Jumat, 09 Agustus 2013

Semangat dan Syukur para Skolioser


Bismillahirrohmanirrohim...

Tulisan ini saya tujukan untuk diri saya sendiri, teman-teman sesama skolioser dan seluruh pembaca yang sempat membaca tulisan ini. Saya terdorong untuk menulis ini demi memotivasi diri saya sendiri dan teman-teman skolioser pada khususnya dan semua masyarakat pada umumnya. Harapan saya adalah ingin membuang semua keluhan-keluhan yang mungkin selalu saja terbersit pada diri seorang skolioser seperti halnya juga saya yang merupakan manusia biasa yang tak lepas dari keluh kesah. Tapi bagaimana kita memanage setiap keluh kesah tersebut menjadi rasa syukur yang membuahkan pahala.

Dalam hidup, tak ada seorangpun manusia yang lepas dari ujian dan cobaan. Namun ingatlah, setiap ujian yang menimpa kita, Allah juga pasti telah memberikan solusinya. Kalaupun belum terpecahkan di dunia, di akhirat pasti kita mendapat balasannya. Selalu berkhusnudzonlah kepada Allah atas setiap apa yang menimpa kita.
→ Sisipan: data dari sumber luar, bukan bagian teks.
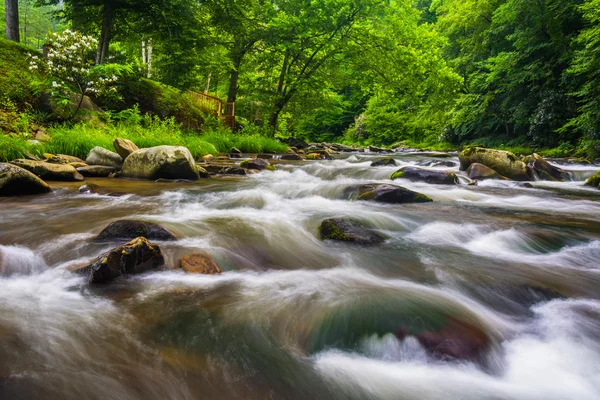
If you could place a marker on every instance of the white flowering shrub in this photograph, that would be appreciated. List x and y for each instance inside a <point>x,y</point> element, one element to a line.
<point>70,69</point>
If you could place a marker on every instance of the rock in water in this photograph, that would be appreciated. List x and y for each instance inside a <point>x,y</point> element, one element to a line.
<point>388,161</point>
<point>135,257</point>
<point>168,162</point>
<point>199,263</point>
<point>124,147</point>
<point>49,171</point>
<point>257,163</point>
<point>544,169</point>
<point>96,171</point>
<point>126,229</point>
<point>503,162</point>
<point>480,172</point>
<point>347,230</point>
<point>16,181</point>
<point>426,175</point>
<point>101,156</point>
<point>384,193</point>
<point>594,181</point>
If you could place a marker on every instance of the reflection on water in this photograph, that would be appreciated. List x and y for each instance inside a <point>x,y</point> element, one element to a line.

Setelah saya tau bahwa saya adalah salah satu skolioser (sebutan untuk penyandang skoliosis) yang ada di dunia ini, baru saya tau bahwa tidak hanya saya seorang yang mempunyai kelainan ini. Ternyata masih banyak di luar sana yang juga menyandang predikat skolioser. Diantaranya telah bergabung dalam Masyarakat Skoliosis Indonesia (MSI). Dari MSI inilah saya tau bahwa banyak yang bernasib sama dengan saya. Di luar sana pastilah masih banyak skolioser yang tersebar di desa-desa dan di pelosok-pelosok yang kemungkinan belum tau bahwa apa yang menimpa dirinya dinamakan skoliosis seperti halnya pula diri saya dahulu.

Saya baru tau bahwa ke’bungkuk’an yang ada di punggung ini adalah tanda bahwa saya menyandang skoliosis setelah saya berusia 26 tahun. Dari kecil sampai dewasa yang saya tau hanyalah bahwa saya manusia tidak normal karena bungkuk sebelah. Keluargapun juga begitu, tidak ada satupun yang membawa saya berobat atau mencari solusi selain hanya dengan olahraga-olahraga ringan dan bergantungan di pintu agar ‘bungkuk’ ini tidak semakin menjadi-jadi.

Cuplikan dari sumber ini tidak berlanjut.